Após uma trajetória de 7 anos no mercado financeiro brasileiro, a Pandhora atravessou distintos períodos de interesse dos investidores em relação aos fundos quantitativos. É inegável o avanço no "financial deepening" que vivenciamos há algum tempo. Em 2016, quando iniciamos nossa jornada, discutir sobre gestoras que adotavam tecnologia para a gestão de fundos era quase como uma pregação que por vezes gerava reações esdrúxulas. Antes de adentrar nas particularidades de nossas estratégias e como buscamos gerar retornos, era imprescindível explicar o histórico, escopo global e vantagens da gestão sistemática. Embora o mercado atualmente demonstre maior compreensão, reconhecemos que ainda há um extenso caminho a percorrer para que esse tipo de gestão seja plenamente entendido e adotado no cenário financeiro local. Até porque, há ainda uma lacuna grande entre a penetração das estratégias na indústria de fundos local comparada com a indústria global.

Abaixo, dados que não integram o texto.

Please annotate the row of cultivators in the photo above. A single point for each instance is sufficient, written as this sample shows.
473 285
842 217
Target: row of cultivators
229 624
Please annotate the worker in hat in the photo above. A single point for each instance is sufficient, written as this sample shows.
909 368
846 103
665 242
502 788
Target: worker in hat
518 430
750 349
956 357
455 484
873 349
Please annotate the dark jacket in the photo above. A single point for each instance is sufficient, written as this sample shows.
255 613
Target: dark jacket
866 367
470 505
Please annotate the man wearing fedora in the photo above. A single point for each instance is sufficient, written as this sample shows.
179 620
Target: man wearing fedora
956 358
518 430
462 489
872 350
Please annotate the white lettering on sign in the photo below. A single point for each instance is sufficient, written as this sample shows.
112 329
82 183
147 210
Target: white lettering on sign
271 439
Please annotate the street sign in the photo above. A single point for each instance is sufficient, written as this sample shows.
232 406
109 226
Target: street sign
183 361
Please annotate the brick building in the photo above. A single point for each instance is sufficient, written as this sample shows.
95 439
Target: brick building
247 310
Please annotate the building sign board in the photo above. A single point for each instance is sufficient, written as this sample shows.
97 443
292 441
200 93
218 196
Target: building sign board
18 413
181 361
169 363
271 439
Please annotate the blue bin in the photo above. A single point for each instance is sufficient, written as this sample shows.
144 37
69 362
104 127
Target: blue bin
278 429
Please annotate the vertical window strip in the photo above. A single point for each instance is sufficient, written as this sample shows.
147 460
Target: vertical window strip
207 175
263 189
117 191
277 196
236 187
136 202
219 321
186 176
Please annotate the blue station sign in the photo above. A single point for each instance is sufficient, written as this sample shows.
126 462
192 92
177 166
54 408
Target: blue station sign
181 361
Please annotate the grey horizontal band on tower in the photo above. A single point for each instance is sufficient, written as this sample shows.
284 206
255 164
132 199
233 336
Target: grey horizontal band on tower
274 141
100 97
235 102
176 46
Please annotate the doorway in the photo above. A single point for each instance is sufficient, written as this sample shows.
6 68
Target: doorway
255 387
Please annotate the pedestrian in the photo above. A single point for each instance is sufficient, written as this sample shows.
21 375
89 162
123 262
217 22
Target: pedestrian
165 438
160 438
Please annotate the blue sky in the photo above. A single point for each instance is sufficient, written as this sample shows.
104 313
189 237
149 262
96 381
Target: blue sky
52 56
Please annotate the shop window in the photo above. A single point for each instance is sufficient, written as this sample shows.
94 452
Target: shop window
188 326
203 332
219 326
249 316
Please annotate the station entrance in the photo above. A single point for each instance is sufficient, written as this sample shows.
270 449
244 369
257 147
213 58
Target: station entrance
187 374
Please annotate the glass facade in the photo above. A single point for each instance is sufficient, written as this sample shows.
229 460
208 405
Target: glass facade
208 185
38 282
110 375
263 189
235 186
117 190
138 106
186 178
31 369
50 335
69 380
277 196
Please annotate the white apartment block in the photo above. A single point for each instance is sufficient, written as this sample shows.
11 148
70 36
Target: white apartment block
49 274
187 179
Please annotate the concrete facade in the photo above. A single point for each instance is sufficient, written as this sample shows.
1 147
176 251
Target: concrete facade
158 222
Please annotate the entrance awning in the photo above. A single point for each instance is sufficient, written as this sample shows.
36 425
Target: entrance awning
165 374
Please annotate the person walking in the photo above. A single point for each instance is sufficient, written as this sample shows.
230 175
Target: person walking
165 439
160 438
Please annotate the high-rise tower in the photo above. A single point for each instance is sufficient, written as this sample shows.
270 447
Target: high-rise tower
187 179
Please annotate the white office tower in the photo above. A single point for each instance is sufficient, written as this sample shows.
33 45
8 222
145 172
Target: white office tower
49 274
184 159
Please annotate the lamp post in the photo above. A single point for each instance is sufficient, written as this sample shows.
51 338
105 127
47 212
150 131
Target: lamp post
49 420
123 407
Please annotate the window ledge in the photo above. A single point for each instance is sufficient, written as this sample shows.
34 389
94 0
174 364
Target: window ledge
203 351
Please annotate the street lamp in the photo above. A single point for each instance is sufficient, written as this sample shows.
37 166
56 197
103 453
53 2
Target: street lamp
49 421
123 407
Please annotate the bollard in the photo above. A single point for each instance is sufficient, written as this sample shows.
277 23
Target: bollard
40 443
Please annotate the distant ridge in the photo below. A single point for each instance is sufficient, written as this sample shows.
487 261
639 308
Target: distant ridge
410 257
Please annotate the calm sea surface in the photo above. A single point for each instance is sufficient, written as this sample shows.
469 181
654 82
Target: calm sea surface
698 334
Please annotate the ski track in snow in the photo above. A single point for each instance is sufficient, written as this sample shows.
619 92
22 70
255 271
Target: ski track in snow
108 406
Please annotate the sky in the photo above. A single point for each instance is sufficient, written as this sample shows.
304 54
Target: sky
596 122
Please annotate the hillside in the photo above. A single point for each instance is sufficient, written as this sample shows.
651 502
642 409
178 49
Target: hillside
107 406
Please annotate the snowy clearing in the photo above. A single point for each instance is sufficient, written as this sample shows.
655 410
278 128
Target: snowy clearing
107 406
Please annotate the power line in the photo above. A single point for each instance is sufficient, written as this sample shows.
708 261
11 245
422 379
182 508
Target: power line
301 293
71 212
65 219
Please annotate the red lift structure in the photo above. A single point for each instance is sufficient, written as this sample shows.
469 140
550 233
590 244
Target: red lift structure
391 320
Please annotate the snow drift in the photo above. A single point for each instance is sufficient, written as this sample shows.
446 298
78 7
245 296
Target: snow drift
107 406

Desde o início e até os dias de hoje, percebemos que um dos receios mais marcantes dos alocadores é de a gestão quantitativa ser descrita como uma "black box", termo amplamente usado no exterior para descrever algo incompreensível. Em 2019, durante nossa participação em um evento para gestores quantitativos globais em Nova York, tivemos a oportunidade de ouvir Donald Sussman, um experiente gestor dos EUA e fundador da Paloma Partners em 1981. Durante sua apresentação, Sussman compartilhou uma perspectiva interessante: apesar do mercado enxergar os gestores quantitativos como caixas-pretas, na verdade somos "glass boxes" - caixas de vidro transparentes. Essa frase nos marcou por enxergar nessa interpretação, uma visão muito semelhante à nossa. É evidente que existe uma busca incessante por inovação e refinamento nas tecnologias e estratégias utilizadas na indústria quantitativa. Ao mesmo tempo, é altamente improvável o nascimento de técnicas e conceitos que tentam reinventar a roda. Em grande parte, os fenômenos explorados por esses modelos devem ser embasados conceitualmente e amplamente testados estatisticamente.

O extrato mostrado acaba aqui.